To the Editor:
Today, two voting members of the Steamship Authority board, representing Martha’s Vineyard and Nantucket, control 70 percent of the Steamship Authority board vote.
When the two islands vote together, the votes of Falmouth, Barnstable, and New Bedford, that is the other three voting members of the Authority (representing together 30 percent of the board vote), are meaningless. Here are some examples of problems that mainland port towns cannot solve without a restructuring of the authority voting system because of the mainland towns’ voting status.
In the case of Falmouth and Barnstable, the Steamship Authority regularly dismisses local zoning and traffic concerns in Falmouth and Barnstable as the Steamship expands its physical footprint with larger and larger freight operations and without consultation with mainland port town officials or residents.
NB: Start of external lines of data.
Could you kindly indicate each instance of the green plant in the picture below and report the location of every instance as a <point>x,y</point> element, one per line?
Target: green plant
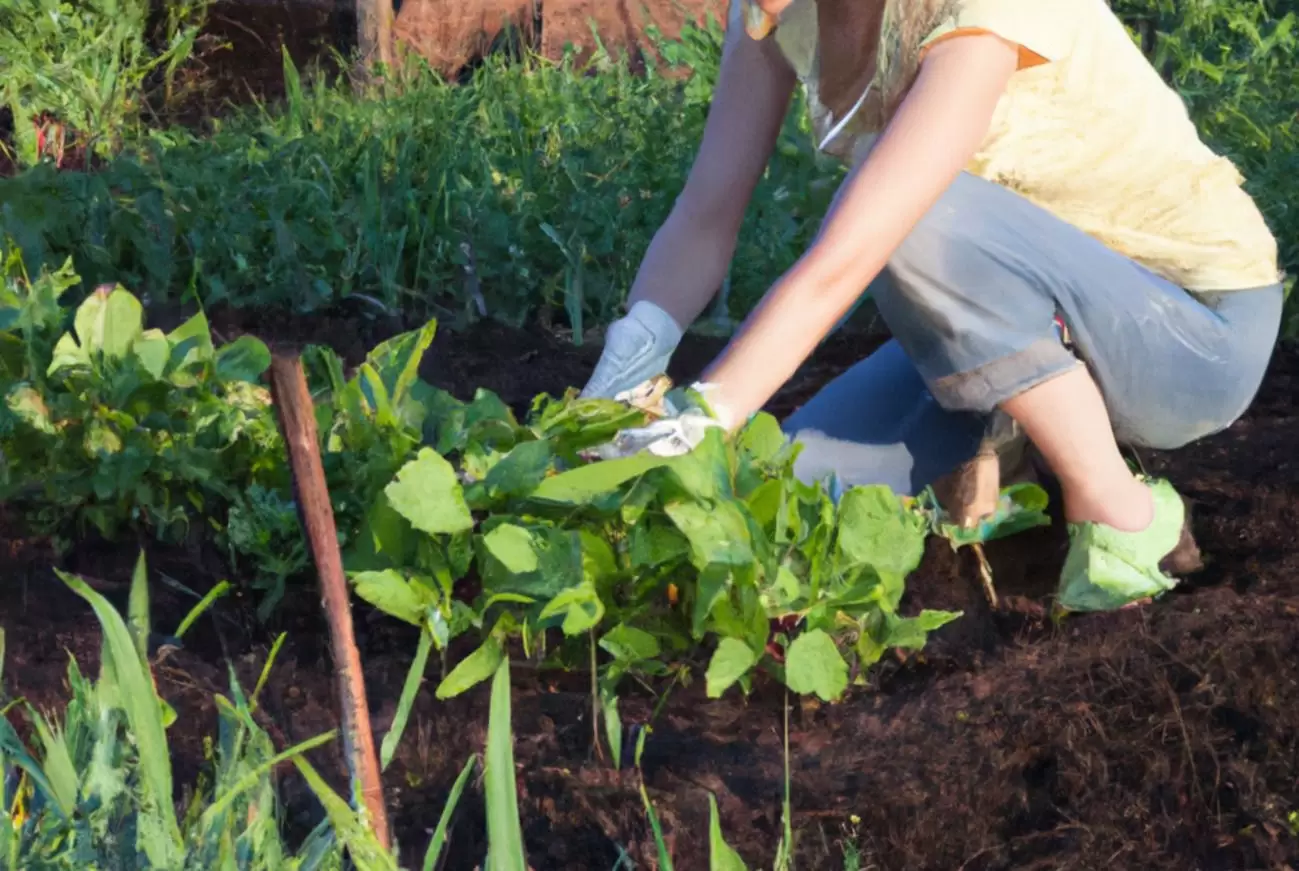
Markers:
<point>77,73</point>
<point>114,425</point>
<point>99,792</point>
<point>528,194</point>
<point>656,560</point>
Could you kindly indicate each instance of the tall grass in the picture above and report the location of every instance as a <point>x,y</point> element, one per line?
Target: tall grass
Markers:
<point>531,191</point>
<point>75,75</point>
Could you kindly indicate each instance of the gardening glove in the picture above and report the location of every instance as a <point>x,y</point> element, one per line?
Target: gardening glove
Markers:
<point>687,421</point>
<point>637,348</point>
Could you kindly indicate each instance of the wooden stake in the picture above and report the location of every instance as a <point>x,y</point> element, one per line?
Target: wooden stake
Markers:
<point>374,33</point>
<point>298,425</point>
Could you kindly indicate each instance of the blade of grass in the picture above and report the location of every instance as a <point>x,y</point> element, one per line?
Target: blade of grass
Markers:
<point>366,853</point>
<point>265,671</point>
<point>137,697</point>
<point>655,826</point>
<point>785,849</point>
<point>439,835</point>
<point>201,608</point>
<point>721,857</point>
<point>504,832</point>
<point>138,608</point>
<point>255,775</point>
<point>407,701</point>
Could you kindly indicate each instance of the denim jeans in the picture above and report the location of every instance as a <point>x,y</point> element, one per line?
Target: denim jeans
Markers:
<point>971,300</point>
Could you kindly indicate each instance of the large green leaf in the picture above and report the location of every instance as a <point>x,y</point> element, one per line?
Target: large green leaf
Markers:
<point>877,531</point>
<point>718,534</point>
<point>243,360</point>
<point>813,665</point>
<point>629,644</point>
<point>912,632</point>
<point>521,470</point>
<point>390,592</point>
<point>29,406</point>
<point>730,662</point>
<point>721,857</point>
<point>583,484</point>
<point>504,831</point>
<point>108,322</point>
<point>428,493</point>
<point>474,669</point>
<point>152,352</point>
<point>513,548</point>
<point>580,605</point>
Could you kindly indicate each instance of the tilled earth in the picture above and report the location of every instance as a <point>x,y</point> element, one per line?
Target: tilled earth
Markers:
<point>1163,737</point>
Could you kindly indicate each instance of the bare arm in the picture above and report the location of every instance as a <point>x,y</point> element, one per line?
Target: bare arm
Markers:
<point>935,133</point>
<point>687,260</point>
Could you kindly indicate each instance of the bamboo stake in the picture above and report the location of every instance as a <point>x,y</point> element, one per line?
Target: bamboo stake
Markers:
<point>298,423</point>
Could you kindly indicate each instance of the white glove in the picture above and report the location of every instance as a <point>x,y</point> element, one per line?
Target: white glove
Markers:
<point>637,348</point>
<point>672,436</point>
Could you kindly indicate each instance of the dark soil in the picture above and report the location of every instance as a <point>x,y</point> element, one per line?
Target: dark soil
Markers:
<point>1164,737</point>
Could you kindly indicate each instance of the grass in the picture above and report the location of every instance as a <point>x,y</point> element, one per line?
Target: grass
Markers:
<point>528,194</point>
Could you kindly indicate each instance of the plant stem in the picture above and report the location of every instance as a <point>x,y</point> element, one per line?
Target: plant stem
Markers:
<point>298,422</point>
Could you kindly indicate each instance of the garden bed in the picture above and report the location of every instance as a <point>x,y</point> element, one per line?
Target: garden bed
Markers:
<point>1163,737</point>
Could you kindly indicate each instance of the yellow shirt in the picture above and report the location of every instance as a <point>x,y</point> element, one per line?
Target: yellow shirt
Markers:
<point>1089,131</point>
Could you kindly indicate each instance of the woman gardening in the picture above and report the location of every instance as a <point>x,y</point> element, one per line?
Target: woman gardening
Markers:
<point>1016,166</point>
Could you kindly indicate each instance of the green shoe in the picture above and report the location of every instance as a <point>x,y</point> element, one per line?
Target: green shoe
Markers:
<point>1108,569</point>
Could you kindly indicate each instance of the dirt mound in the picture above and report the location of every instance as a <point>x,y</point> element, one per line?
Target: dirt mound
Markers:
<point>1159,739</point>
<point>451,34</point>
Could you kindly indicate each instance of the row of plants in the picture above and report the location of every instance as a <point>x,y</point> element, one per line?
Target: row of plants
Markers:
<point>94,787</point>
<point>526,192</point>
<point>455,515</point>
<point>81,79</point>
<point>531,191</point>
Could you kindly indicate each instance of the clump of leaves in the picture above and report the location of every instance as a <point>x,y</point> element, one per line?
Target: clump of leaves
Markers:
<point>98,792</point>
<point>504,528</point>
<point>77,73</point>
<point>113,425</point>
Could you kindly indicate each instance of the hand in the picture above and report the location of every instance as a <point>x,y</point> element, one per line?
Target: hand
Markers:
<point>678,432</point>
<point>637,348</point>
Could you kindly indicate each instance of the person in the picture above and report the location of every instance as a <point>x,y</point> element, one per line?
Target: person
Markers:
<point>1012,166</point>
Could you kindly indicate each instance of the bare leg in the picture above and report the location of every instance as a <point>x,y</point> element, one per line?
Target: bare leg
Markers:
<point>1065,417</point>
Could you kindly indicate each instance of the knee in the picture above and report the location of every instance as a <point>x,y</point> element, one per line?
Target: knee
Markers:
<point>938,255</point>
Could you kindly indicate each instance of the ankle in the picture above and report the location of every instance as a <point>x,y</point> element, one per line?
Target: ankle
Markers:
<point>1128,506</point>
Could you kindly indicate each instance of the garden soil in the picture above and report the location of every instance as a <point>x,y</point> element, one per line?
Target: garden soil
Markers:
<point>1160,737</point>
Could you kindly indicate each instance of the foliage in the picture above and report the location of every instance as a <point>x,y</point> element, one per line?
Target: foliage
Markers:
<point>1235,62</point>
<point>529,192</point>
<point>111,423</point>
<point>99,791</point>
<point>651,558</point>
<point>124,427</point>
<point>77,73</point>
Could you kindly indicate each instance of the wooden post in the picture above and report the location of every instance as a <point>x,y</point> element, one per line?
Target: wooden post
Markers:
<point>374,33</point>
<point>298,423</point>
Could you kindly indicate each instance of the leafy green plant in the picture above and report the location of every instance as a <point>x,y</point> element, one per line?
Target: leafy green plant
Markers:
<point>77,73</point>
<point>114,425</point>
<point>99,791</point>
<point>528,194</point>
<point>654,558</point>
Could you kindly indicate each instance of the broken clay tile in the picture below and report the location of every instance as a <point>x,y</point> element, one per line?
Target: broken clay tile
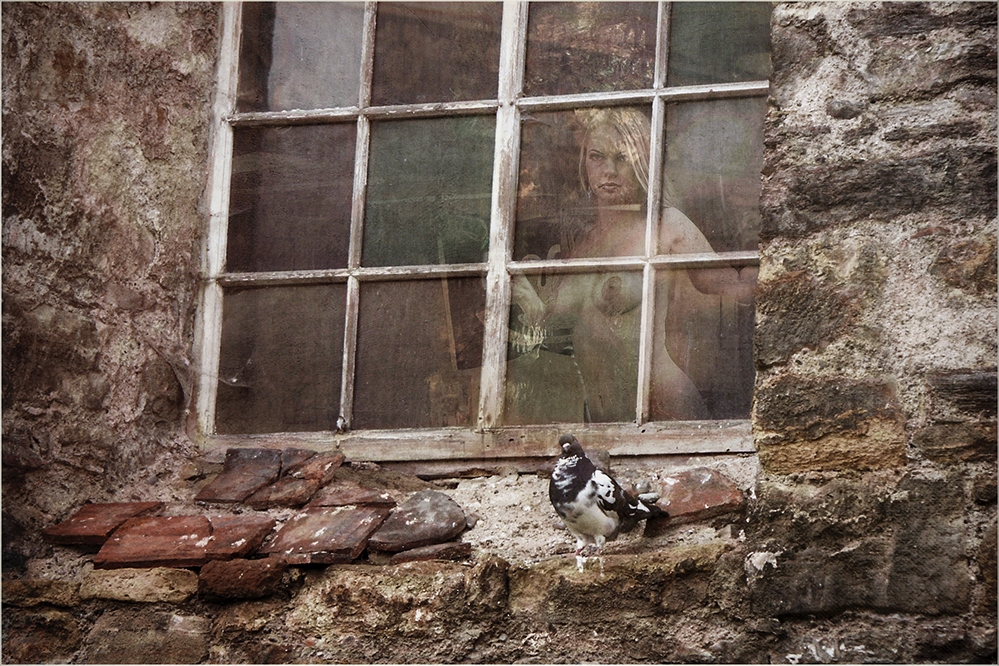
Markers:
<point>426,518</point>
<point>321,467</point>
<point>325,535</point>
<point>696,494</point>
<point>245,471</point>
<point>340,496</point>
<point>453,550</point>
<point>241,579</point>
<point>237,536</point>
<point>285,492</point>
<point>94,523</point>
<point>294,457</point>
<point>160,541</point>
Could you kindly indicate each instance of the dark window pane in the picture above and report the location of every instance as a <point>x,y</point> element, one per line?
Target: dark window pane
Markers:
<point>281,359</point>
<point>583,183</point>
<point>705,368</point>
<point>574,348</point>
<point>419,353</point>
<point>436,52</point>
<point>590,47</point>
<point>429,191</point>
<point>719,42</point>
<point>714,154</point>
<point>299,55</point>
<point>289,205</point>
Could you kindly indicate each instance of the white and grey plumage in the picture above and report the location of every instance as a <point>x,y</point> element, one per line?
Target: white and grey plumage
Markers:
<point>592,505</point>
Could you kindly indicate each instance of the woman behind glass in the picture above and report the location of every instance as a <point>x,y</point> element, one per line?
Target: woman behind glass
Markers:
<point>603,309</point>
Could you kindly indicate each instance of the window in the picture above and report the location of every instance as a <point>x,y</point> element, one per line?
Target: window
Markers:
<point>445,230</point>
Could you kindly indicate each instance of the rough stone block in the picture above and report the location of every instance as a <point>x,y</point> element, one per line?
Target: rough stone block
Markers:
<point>245,471</point>
<point>242,579</point>
<point>167,541</point>
<point>816,424</point>
<point>426,518</point>
<point>94,523</point>
<point>554,589</point>
<point>441,551</point>
<point>697,494</point>
<point>347,496</point>
<point>953,443</point>
<point>130,637</point>
<point>237,536</point>
<point>155,585</point>
<point>325,535</point>
<point>39,636</point>
<point>971,392</point>
<point>37,591</point>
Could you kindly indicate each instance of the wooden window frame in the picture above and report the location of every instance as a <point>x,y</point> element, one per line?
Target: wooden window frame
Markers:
<point>488,439</point>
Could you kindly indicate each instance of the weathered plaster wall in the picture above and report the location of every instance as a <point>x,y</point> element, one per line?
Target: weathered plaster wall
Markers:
<point>871,534</point>
<point>106,110</point>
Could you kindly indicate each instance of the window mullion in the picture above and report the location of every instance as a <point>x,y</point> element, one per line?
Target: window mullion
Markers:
<point>654,207</point>
<point>361,151</point>
<point>210,315</point>
<point>504,200</point>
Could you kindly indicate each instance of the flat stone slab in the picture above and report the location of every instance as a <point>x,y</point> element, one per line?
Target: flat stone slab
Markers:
<point>237,536</point>
<point>245,471</point>
<point>242,579</point>
<point>453,550</point>
<point>339,496</point>
<point>325,535</point>
<point>321,467</point>
<point>696,494</point>
<point>94,523</point>
<point>160,541</point>
<point>426,518</point>
<point>155,585</point>
<point>285,492</point>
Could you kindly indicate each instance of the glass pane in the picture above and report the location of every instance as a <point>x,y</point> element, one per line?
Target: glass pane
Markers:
<point>583,183</point>
<point>719,42</point>
<point>714,155</point>
<point>590,47</point>
<point>281,359</point>
<point>705,369</point>
<point>419,353</point>
<point>436,52</point>
<point>289,204</point>
<point>429,191</point>
<point>573,353</point>
<point>300,55</point>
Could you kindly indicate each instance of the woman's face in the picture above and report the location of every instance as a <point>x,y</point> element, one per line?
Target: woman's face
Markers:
<point>609,172</point>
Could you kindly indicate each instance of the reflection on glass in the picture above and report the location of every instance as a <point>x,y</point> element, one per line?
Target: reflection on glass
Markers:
<point>714,154</point>
<point>577,47</point>
<point>574,348</point>
<point>436,52</point>
<point>299,55</point>
<point>281,359</point>
<point>583,183</point>
<point>419,353</point>
<point>705,368</point>
<point>289,205</point>
<point>429,191</point>
<point>719,42</point>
Expansion of freight operations are today overwhelming Barnstable and Falmouth. Absent is SSA island board member acceptance for launching an off-Cape freight port as the islands continue to grow. We see no interest or action on the part of island board members to address this problem.
The Steamship freight scheduling today deprives mainland port town residents of a reasonable night’s sleep as the Steamship Authority schedules its heaviest freight trucks through our residential neighborhoods as early as 4:30 a.m. The health impact of sleep deprivation is well documented. The Steamship Authority board’s voting structure allows the island board members to ignore that harmful impact.
Senator Susan Moran’s bill “An Act Relative to Municipal Equity in Steamship Authority (SSA) Operations,” S.1315, seeks to promote negotiation and compromise to ensure that the island and mainland port communities can work together to solve problems. S.1315 does so by requiring a broader consensus of votes by the Authority in the form of a vote by the islands and of a vote from at least one mainland port town.
So long as the islands can control Steamship Authority decision-making by voting together, pursuant to their 70 percent voting share, cooperation and regional planning will be blocked, and tensions between the islands and the mainland will continue to intensify. That is not good public policy.